On Tuesday, Werder Bremen announced their acquisition of 1. FC Köln fan favorite Anthony Ujah and a new four-year contract with the striker, ending Ujah’s three-year run with the Billy Goats.
Despite rumors of Ujah moving to Bremen first surfacing shortly after Werder’s Davie Selke signed with RB Leipzig just over a month ago, there had been little indication that the main man in Köln’s offensive attack was looking to leave the Cathedral City.
News of Ujah’s departure has left Köln somewhat in a state of shock, not only for having arrived seemingly from nowhere, but also due to the method and timing of the announcement.
A photo from Werder Bremen’s Instagram account depicted the player fans have come to affectionately call a proper “Kölsche Jung” (Cologne Guy) standing beneath a sign that reads “100% Werder.” As the imagery circulates with the transfer news, Ujah quickly transitioned from “Unser Tünn” (our Ton’) to a virtual pariah in the span of just a few hours. Fans went from questioning the wisdom of coach Peter Stöger having pulled the striker early in the second half at Augsburg Saturday to proclaiming that Ujah should not be allowed to suit up for the FC in any of the remaining three matches.
Given that Ujah is responsible for ten of Köln’s 30 goals this season, and given that the club’s place in next year’s league not yet clinched, it’s difficult to imagine Ujah being set aside completely, despite the rising tide of antipathy toward the player among a once-adoring public. Even if you consider Köln’s chances of dropping into relegation to be almost non-existent, professional footballers often end seasons knowing they have one foot out the clubhouse door, playing out the string for soon-to-be-former employers.

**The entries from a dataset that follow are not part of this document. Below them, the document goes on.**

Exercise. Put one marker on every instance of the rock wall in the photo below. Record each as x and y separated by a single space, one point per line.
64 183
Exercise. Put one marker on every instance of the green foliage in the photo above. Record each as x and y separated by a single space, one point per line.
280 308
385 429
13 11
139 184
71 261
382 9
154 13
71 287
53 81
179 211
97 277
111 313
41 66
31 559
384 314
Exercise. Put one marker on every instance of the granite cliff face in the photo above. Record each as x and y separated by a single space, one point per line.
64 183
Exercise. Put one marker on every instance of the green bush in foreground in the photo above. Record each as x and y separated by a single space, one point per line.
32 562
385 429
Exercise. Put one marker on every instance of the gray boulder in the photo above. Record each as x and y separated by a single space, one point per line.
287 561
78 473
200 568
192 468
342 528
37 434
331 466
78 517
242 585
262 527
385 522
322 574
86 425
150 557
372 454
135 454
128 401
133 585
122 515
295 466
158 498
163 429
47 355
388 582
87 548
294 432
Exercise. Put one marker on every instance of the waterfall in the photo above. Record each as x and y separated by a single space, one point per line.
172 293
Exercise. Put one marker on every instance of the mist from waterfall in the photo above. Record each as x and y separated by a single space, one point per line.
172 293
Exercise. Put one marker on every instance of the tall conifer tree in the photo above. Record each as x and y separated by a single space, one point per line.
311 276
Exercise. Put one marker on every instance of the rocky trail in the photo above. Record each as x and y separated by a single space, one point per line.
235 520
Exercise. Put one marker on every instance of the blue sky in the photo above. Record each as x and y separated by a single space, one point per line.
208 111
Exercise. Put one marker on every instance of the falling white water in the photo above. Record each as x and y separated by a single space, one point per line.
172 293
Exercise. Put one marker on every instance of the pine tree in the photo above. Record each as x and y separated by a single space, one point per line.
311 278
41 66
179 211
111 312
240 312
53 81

That is, a new contract and poorly considered timing and choice of location for a photograph do not necessarily remove the dedication to accomplishment as a professional. One need look no further afield than the aforementioned Selke to see the truth behind that notion, as the youngster has scored in three of Werder’s last four matches since news of his departure was made public.
Köln central defender Dominic Maroh is hoping EffZeh fans can move on from the disappointment of Ujah’s transfer to support the club, including Ujah, as it fights to secure their end-season goals.
“Tony has helped us a lot the last three years. He was taken into the hearts of many, and on Sunday that should not be forgotten,” said Maroh in discussing the situation with Kicker.de. “I hope and wish that the spectators respect that and give him the needed appreciation and support, which he has absolutely earned, in these last three weeks.”
From the banks of the Weser river, meanwhile, Werder was only too happy to announce their first new acquisition for the coming transfer period, particularly in the wake of Selke’s departure and the continuing failure to come to terms on an extension with Franco Di Santo, who is entering the final year of his current deal.
“Anthony has a very good profile, plays with a lot of passion, a lot of drive, is very industrious, very strong on headers,” raved Werder’s Rouven Schröder of his new signing. “We are convinced that Anthony Ujah fits into our style of play.”
Ujah’s signing helps alleviate concern around the future of the Werder Bremen striker situation, leaving the club able to focus more intently on their goal of potentially leaping into Europa League placement, which lingers just one spot above Werder in the table, a tantalizing single point away.
Ujah had arrived to 1. FC Köln at the start of the 2012-13 season as a loanee from 1. FSV Mainz and led the club with 13 goals in their first season in the 2. Bundesliga after the prior season’s relegation, provoking the FC to pay Mainz their €2.3 million asking price.
Werder will reportedly pay €4.5 million to Köln to land Ujah.